Kinshasa — INDICATIONS of the resignation of President Joseph Kabila must be followed by the release of human rights and opposition activists, media freedom and repealing of repressive laws in the Democratic Republic of Congo (DRC).
This is according to human rights groups after an announcement the strongman, in power for over 17 years, will not run for a third term when the troubled Central African country holds elections before the end of this year.
Polls are set for December 23, two years after Kabila failed to hold elections to choose the next president at the expiry of his term.
Emmanuel Ramazani Shadary, the former Minister of Interior, reportedly has Kabila's backing to represent the ruling People's Party for Reconstruction and Democracy in the watershed election.

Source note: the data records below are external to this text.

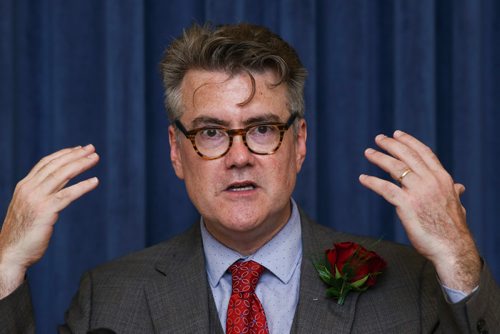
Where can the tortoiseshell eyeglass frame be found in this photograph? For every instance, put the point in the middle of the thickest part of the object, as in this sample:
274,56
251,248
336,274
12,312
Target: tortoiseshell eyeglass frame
191,135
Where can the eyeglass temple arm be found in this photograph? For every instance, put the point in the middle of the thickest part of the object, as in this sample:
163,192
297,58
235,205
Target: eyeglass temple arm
181,127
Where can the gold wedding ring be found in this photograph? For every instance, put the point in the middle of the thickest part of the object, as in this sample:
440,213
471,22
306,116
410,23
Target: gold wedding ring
406,172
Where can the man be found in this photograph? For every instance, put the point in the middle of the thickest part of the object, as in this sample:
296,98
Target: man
238,140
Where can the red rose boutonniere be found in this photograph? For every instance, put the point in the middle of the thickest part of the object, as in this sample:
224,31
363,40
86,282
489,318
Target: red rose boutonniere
348,266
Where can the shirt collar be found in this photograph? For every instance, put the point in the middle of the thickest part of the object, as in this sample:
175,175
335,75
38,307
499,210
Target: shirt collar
280,255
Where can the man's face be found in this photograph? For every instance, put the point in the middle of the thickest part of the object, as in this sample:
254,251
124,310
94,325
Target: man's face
244,198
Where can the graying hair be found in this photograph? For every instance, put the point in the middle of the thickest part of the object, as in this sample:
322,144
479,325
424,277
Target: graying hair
233,49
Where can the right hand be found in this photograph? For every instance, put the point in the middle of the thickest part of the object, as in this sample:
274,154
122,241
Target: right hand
35,207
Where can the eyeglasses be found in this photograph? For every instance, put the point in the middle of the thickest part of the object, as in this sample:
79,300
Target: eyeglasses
213,142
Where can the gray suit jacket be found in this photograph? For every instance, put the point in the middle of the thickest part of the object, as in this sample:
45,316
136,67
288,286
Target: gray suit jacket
164,289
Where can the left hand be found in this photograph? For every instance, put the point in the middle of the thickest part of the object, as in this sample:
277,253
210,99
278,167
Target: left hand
428,204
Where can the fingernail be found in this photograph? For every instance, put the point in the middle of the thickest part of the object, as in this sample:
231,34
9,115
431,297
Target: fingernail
398,133
369,151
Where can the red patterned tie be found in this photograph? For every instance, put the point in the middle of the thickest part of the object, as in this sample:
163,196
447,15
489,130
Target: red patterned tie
244,312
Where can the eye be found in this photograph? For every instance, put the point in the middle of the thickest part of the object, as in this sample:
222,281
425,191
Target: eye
211,134
263,129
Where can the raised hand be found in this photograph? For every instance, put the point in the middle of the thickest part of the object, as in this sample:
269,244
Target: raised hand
35,207
427,201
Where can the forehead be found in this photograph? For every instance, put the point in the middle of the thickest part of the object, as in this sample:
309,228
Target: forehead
232,97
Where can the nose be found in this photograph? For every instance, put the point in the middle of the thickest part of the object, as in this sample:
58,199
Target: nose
238,155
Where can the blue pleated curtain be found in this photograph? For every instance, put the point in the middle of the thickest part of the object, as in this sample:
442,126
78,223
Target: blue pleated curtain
78,72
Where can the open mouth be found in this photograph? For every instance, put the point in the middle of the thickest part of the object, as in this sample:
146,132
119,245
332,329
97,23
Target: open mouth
241,186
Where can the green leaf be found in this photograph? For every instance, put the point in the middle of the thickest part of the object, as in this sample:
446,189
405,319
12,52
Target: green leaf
338,275
333,292
360,282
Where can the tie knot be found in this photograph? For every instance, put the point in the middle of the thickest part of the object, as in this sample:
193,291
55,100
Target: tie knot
245,276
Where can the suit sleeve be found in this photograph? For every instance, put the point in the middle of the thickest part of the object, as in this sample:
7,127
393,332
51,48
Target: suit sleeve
16,311
477,313
77,317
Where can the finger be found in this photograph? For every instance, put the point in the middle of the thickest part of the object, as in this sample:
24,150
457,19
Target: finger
404,153
55,164
459,188
51,157
388,190
396,168
66,196
423,150
59,178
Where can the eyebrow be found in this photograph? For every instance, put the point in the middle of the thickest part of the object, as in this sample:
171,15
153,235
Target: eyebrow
202,121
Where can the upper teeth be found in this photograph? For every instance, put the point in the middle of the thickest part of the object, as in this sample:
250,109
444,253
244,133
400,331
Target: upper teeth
241,188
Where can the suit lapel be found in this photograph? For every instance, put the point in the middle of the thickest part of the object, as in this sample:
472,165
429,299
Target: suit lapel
315,313
179,297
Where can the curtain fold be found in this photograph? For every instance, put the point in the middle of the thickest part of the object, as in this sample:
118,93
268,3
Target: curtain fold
79,72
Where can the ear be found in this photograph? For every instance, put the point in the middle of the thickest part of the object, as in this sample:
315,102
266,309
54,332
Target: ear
300,145
175,153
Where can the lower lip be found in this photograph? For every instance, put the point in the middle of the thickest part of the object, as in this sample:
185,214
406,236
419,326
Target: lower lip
242,192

Amnesty International's Researcher for the DRC, Jean-Mobert Senga, said the announcement that Kabila would not run for a third term would be welcome news to many Congolese but more needs to be done.

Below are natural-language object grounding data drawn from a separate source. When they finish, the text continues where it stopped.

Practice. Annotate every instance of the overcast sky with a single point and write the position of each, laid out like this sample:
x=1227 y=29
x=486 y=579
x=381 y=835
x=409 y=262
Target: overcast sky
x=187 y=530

Senga called for the formal lifting of the ban on demonstrations.
"Government must also pledge not to suppress peaceful demonstrations and opposition and civil society meetings," Senga said.
"They must also take concrete steps to hold to account suspected perpetrators of human rights violations, including senior officers in the military, the police and the intelligence agencies."
Moussa Faki Mahamat, Chairman of the African Union Commission, welcomed the step taken by Kabila.
"In doing so, President Kabila has made a gesture of high political value in the best interests of his country," Mahamat said.
Kabila assumed power after the assassination of his father, Laurent.
Tensions have gripped DRC since 2016 when he stayed on at the expiry of his second term.